As with mixing a live show, there are many ways you can draw the ears of the audience to accept that this is the sound for that part, but with Soundscape, you can establish that this is a performance version of the album beyond the stereo fixed version. It’s the same music, it has the same beauty and impact, but it’s much more than simple playback.”

Preserving the authenticity of the stereo album is a complex issue, just as it is with Dolby Atmos mixes. Fortunately, Sheppard has a good understanding with the band. “Because they didn’t hear it till it was done,” he says, “I stayed as loyal as possible to the master. They did say they’d compressed the guitars a lot more than I did, but I said I chose less compression because, in a space like this, you feel like they’re in the room with you. In a gig, you want them blasting out of a cabinet, part of the wall of sound, but in this situation, you want to feel the presence of the instrument.”
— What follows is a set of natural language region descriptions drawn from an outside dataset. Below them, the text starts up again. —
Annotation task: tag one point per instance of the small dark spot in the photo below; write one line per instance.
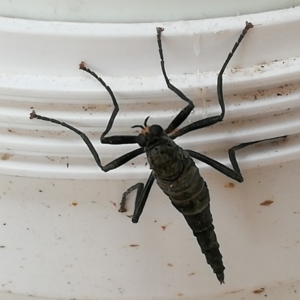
(258, 291)
(267, 203)
(229, 185)
(163, 227)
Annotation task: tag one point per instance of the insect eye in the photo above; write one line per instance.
(156, 130)
(141, 140)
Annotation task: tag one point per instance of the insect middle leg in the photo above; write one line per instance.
(116, 139)
(183, 114)
(234, 173)
(140, 199)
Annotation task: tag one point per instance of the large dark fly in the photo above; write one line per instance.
(172, 167)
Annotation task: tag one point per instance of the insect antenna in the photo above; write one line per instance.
(141, 126)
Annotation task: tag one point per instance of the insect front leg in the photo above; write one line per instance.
(184, 113)
(234, 173)
(116, 139)
(215, 119)
(111, 165)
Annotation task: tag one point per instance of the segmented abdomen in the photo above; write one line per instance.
(190, 196)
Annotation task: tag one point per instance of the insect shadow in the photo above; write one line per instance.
(172, 167)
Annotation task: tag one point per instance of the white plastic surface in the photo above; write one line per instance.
(132, 11)
(65, 239)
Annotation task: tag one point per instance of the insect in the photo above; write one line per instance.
(173, 167)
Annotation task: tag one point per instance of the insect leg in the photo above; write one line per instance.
(184, 113)
(215, 119)
(110, 166)
(141, 197)
(234, 173)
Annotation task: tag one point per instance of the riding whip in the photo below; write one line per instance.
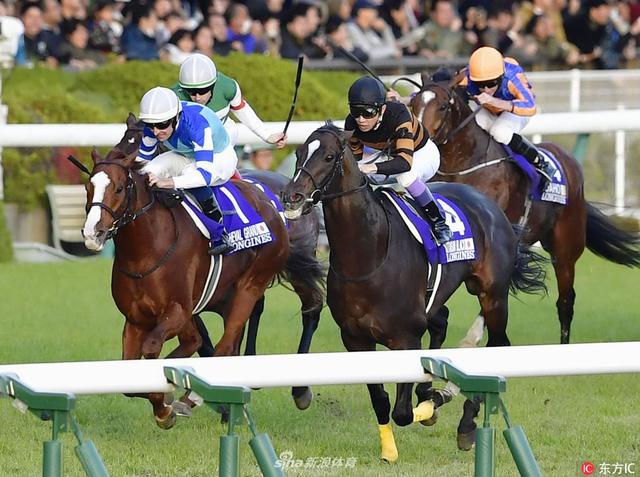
(295, 93)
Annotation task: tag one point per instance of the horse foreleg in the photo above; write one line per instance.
(206, 349)
(379, 401)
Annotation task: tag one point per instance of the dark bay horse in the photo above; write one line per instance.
(377, 286)
(161, 262)
(471, 156)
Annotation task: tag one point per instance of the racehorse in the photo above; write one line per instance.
(377, 287)
(161, 262)
(303, 271)
(471, 156)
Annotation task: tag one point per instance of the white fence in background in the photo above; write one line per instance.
(620, 121)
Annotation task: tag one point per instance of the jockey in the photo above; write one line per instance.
(414, 158)
(200, 82)
(200, 154)
(500, 87)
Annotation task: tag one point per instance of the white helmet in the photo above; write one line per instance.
(197, 71)
(158, 105)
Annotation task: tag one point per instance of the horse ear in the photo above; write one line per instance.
(95, 155)
(132, 120)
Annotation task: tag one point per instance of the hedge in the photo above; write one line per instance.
(107, 94)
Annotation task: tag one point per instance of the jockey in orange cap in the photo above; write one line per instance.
(500, 87)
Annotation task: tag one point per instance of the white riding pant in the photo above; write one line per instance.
(424, 165)
(184, 170)
(501, 127)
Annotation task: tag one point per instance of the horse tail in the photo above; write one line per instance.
(606, 239)
(530, 269)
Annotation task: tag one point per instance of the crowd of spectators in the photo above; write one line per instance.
(540, 34)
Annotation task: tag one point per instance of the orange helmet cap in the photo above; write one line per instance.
(485, 64)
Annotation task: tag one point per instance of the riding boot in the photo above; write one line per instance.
(439, 227)
(212, 210)
(544, 166)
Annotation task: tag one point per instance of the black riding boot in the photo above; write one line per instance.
(522, 146)
(211, 210)
(439, 227)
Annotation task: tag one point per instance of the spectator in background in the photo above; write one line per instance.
(587, 31)
(139, 37)
(75, 55)
(179, 47)
(443, 35)
(38, 44)
(297, 35)
(203, 40)
(12, 50)
(371, 33)
(239, 25)
(104, 31)
(338, 40)
(218, 26)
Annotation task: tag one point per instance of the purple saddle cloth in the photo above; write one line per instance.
(555, 191)
(460, 247)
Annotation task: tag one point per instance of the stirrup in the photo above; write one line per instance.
(221, 247)
(442, 233)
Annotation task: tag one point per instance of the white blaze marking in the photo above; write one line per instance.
(100, 182)
(311, 148)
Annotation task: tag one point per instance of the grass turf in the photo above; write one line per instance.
(64, 312)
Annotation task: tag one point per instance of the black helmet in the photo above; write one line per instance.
(367, 91)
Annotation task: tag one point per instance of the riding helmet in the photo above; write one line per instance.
(197, 71)
(367, 91)
(158, 105)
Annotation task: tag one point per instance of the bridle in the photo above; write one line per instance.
(450, 102)
(320, 190)
(126, 215)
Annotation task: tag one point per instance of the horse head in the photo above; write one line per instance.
(439, 106)
(319, 161)
(111, 188)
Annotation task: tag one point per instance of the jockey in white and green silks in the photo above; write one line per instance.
(200, 82)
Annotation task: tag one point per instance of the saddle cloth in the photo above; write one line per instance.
(244, 225)
(555, 191)
(460, 247)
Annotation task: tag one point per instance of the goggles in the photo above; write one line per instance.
(198, 91)
(367, 112)
(488, 84)
(161, 126)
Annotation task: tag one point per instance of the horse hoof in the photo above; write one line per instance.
(166, 422)
(432, 420)
(181, 408)
(466, 441)
(303, 401)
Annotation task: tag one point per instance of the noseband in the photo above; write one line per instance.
(127, 215)
(320, 190)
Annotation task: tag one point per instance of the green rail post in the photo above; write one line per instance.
(488, 388)
(58, 408)
(237, 399)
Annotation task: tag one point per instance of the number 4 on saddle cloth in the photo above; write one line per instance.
(555, 191)
(460, 247)
(245, 227)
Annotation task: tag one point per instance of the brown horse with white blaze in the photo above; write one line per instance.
(161, 262)
(471, 156)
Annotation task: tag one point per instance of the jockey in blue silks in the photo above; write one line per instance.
(200, 154)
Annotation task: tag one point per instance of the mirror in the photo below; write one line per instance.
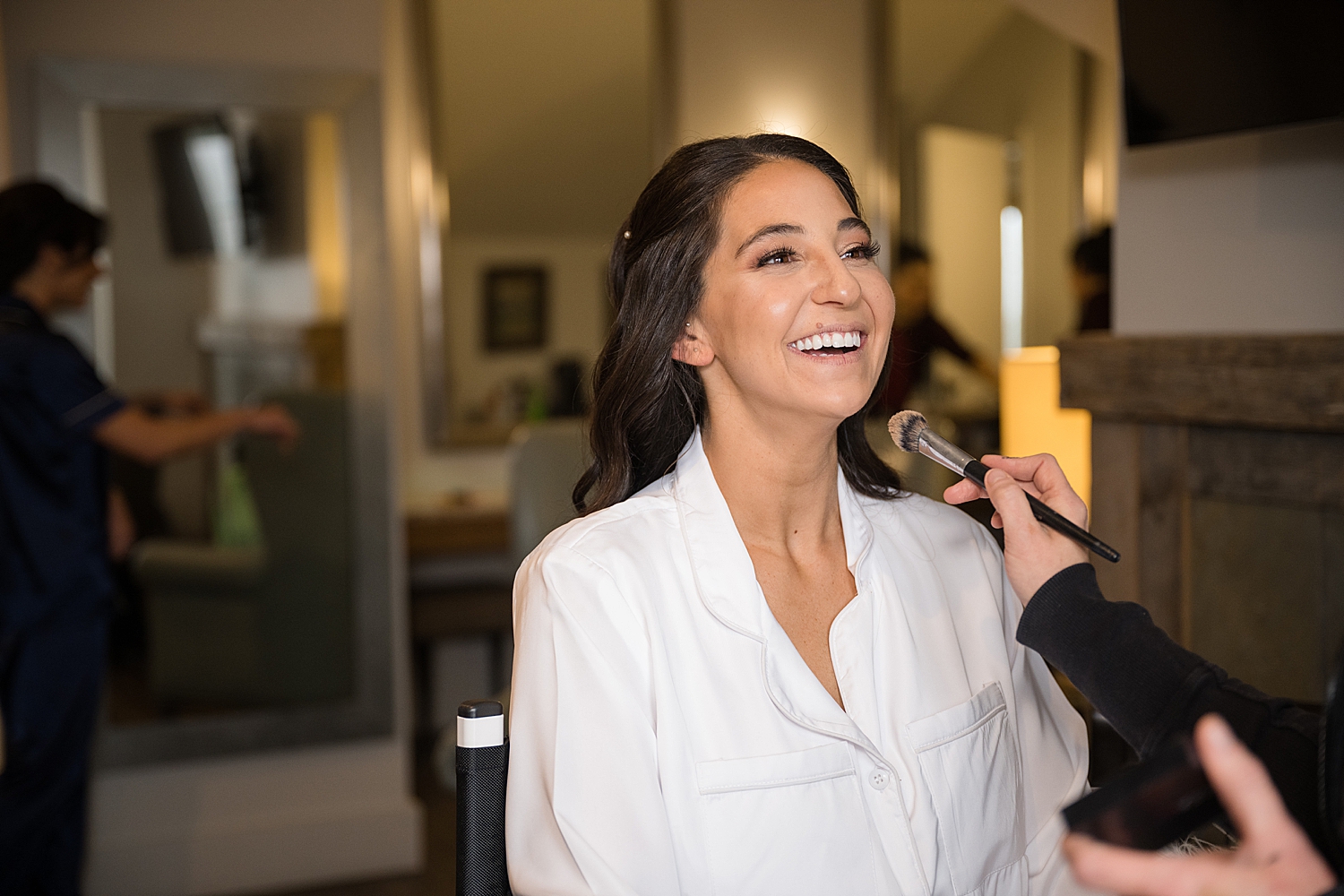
(228, 282)
(253, 607)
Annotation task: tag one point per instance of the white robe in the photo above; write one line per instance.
(667, 737)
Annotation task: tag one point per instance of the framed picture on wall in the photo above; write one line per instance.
(515, 308)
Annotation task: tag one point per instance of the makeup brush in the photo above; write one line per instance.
(911, 433)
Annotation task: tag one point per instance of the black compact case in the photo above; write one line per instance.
(1155, 804)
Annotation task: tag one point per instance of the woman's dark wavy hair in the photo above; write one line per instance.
(645, 405)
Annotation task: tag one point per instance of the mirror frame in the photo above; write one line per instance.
(70, 93)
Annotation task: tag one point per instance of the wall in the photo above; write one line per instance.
(542, 134)
(796, 66)
(1233, 234)
(1023, 85)
(964, 185)
(287, 818)
(577, 281)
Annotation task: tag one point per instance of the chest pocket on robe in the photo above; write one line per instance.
(787, 823)
(969, 759)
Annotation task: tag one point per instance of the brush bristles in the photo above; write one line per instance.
(905, 429)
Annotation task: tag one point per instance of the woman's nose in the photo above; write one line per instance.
(838, 285)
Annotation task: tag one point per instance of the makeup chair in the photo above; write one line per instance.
(481, 780)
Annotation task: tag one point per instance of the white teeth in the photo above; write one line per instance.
(828, 340)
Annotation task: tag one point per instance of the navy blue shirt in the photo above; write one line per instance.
(53, 474)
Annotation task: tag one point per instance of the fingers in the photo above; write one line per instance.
(1241, 780)
(1137, 874)
(1042, 477)
(1008, 498)
(962, 492)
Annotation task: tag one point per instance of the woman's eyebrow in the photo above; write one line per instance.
(769, 230)
(849, 223)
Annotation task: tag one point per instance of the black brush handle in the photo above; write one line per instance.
(976, 471)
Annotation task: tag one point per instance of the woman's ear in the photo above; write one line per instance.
(691, 349)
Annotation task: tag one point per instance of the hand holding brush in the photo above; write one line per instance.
(1016, 492)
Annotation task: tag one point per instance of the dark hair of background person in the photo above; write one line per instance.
(909, 253)
(645, 405)
(34, 214)
(1093, 253)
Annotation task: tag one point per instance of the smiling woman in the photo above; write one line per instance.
(755, 665)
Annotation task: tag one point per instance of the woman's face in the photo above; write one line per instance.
(796, 314)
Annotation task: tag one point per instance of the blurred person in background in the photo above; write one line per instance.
(1090, 279)
(56, 424)
(918, 333)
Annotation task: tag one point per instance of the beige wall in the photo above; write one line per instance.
(965, 185)
(542, 140)
(1023, 83)
(796, 66)
(1233, 234)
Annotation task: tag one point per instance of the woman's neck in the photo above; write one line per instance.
(779, 481)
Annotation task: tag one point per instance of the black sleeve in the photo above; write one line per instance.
(1150, 688)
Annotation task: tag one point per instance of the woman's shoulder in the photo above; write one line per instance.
(943, 525)
(640, 527)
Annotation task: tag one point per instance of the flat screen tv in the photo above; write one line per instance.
(1198, 67)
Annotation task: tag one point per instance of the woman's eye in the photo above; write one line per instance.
(777, 257)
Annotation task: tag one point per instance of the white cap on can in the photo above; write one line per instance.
(480, 723)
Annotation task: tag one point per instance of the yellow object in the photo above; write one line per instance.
(1031, 421)
(325, 212)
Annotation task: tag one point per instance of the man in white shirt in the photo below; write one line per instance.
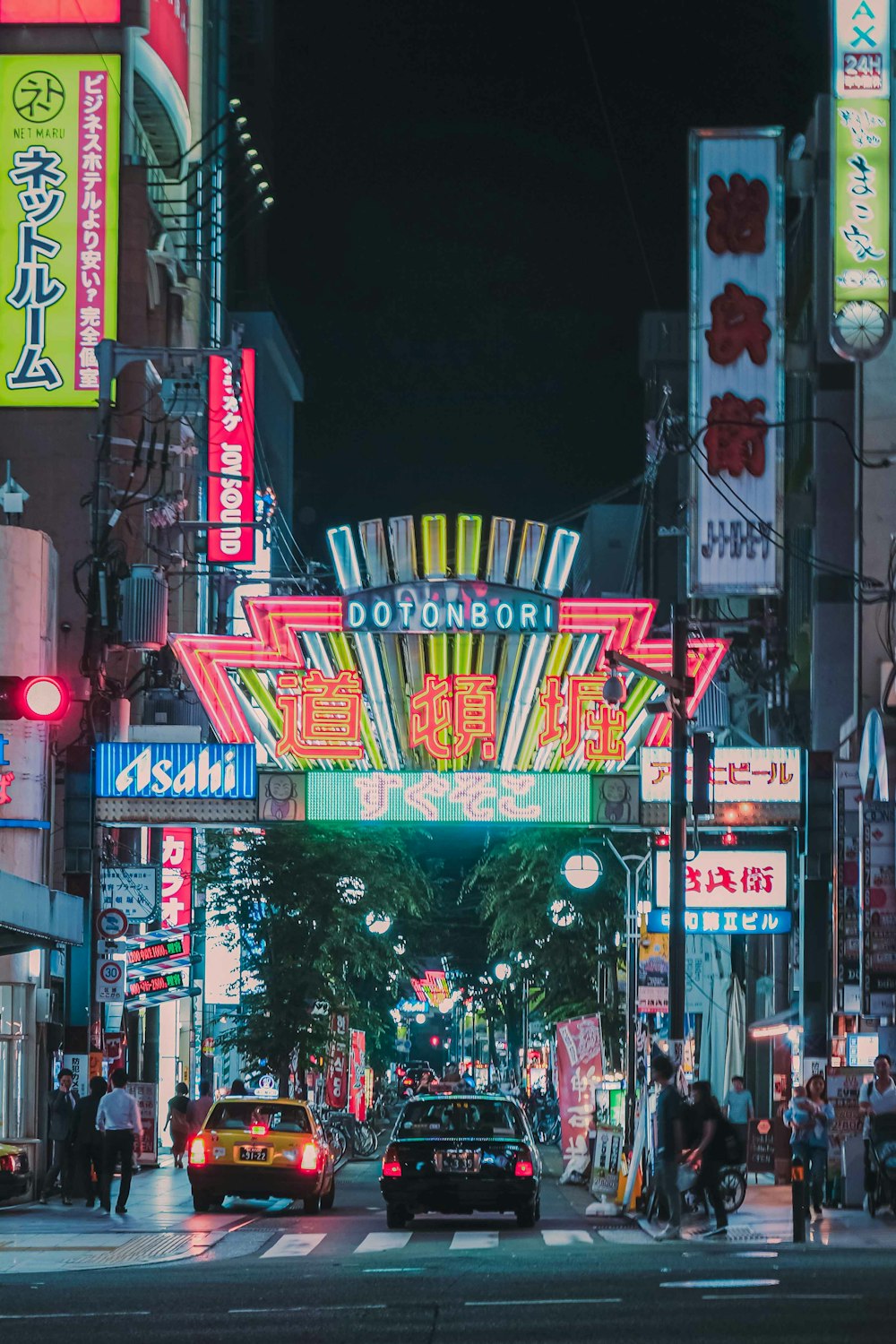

The room is fairly lively, although drapes and rugs are available to calm things down, and this adds to the concert mood injected into the stems as you mix, even though everything is in the box. The band is clearly happy with the results, however, as Best explains.

“They’ve asked us for a Soundscape system like this in their studio in Iceland,” he reveals, “so they can have a dialogue with us about creating work going forward. For example, they thought we’d added chorus to some strings, but we hadn't – it was just the natural effect of the strings in the space created by the mix. And the reason we’re doing that is to create an organic sense that you’re inside this breathing piece of music – not listening to a wall of speakers. They got it!”

This is pivotal. For the most part, at least with Sigur Rós, Loss><Gain has been working with existing music. Now, there is the real possibility of creating new music alongside them. “It’s not the first time we’ve used music made for Soundscape,” adds Best, “but it would be the first time we’ve done it with a band who can play four nights at The Royal Albert Hall.”

As part of a long-standing relationship with d&b, the studio also acts as another demo space for Soundscape, where relatively local artists and engineers can get their hands on a compact and very accessible version of the system and set out like Bilbo Baggins upon their quest to find the One Ring of spatial audio. 

And speaking of invisibility… “With d&b’s kit, it sounds like real instruments in the room, not speakers,” reflects Best. “It’s a completely new ticket.”